Cache Augmented Generation (CAG)

Cache Augmented Generation (CAG) enhances LLM efficiency by preloading static knowledge into a key-value cache, eliminating real-time retrieval. It ensures low latency, improved accuracy, and simplified architecture, ideal for static, low-latency tasks.

What is Cache Augmented Generation (CAG)?
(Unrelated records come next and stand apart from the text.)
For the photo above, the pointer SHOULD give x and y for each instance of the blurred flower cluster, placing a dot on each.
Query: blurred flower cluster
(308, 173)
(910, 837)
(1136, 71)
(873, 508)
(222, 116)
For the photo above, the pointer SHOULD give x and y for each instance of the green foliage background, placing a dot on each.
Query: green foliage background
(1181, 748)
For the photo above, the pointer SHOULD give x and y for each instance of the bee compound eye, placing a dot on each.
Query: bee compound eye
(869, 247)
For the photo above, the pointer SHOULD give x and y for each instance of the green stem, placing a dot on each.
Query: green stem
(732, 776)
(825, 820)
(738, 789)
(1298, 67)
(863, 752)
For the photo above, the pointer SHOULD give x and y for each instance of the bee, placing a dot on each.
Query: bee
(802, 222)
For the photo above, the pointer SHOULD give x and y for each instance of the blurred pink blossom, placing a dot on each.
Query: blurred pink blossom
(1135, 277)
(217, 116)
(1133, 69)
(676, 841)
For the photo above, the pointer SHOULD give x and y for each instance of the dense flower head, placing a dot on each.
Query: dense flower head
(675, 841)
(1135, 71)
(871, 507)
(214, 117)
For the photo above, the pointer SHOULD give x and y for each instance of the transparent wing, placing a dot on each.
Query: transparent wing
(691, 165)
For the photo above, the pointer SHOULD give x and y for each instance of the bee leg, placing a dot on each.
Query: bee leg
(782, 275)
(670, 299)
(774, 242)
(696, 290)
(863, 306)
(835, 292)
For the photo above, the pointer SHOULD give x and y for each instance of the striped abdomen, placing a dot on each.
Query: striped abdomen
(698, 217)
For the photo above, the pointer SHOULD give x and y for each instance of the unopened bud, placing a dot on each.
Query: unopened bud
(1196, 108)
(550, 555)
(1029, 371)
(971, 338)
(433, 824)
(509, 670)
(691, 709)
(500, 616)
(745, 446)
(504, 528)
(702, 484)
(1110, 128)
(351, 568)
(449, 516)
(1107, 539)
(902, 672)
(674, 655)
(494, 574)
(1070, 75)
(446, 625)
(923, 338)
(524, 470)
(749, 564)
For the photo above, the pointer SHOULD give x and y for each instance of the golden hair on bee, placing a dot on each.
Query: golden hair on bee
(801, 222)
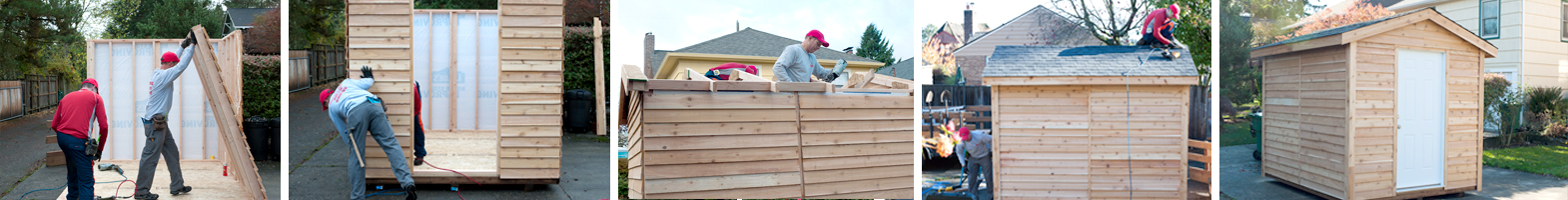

Cache Augmented Generation (CAG) is a novel approach to enhancing the performance and efficiency of large language models (LLMs) by leveraging preloaded knowledge in the form of precomputed key-value (KV) caches. Unlike Retrieval Augmented Generation (RAG), which dynamically retrieves external knowledge during inference, CAG eliminates retrieval steps altogether by embedding all relevant knowledge directly into the model’s extended context window before inference. This preloading strategy allows LLMs to generate responses using the precomputed information, significantly reducing latency and simplifying system architecture.

By storing the processed knowledge in a key-value cache, CAG ensures that the model has immediate access to the necessary context for answering queries. This approach is especially advantageous in scenarios where the knowledge base is static, relatively small, or when low latency is a priority.

How Does CAG Work?

CAG operates through three primary phases:

1. External Knowledge Preloading

  • All relevant documents or datasets are preloaded into the model’s context window before inference.
  • The preloaded content is processed into a key-value (KV) cache, capturing the model’s internal representation of the knowledge. For example:
   def preprocess_knowledge(model, tokenizer, prompt):
       input_ids = tokenizer.encode(prompt, return_tensors="pt").to(model.device)
       past_key_values = DynamicCache()
       outputs = model(input_ids=input_ids, past_key_values=past_key_values, use_cache=True)
       return outputs.past_key_values

This step ensures that the model has immediate access to the preprocessed knowledge, bypassing the need for real-time retrieval.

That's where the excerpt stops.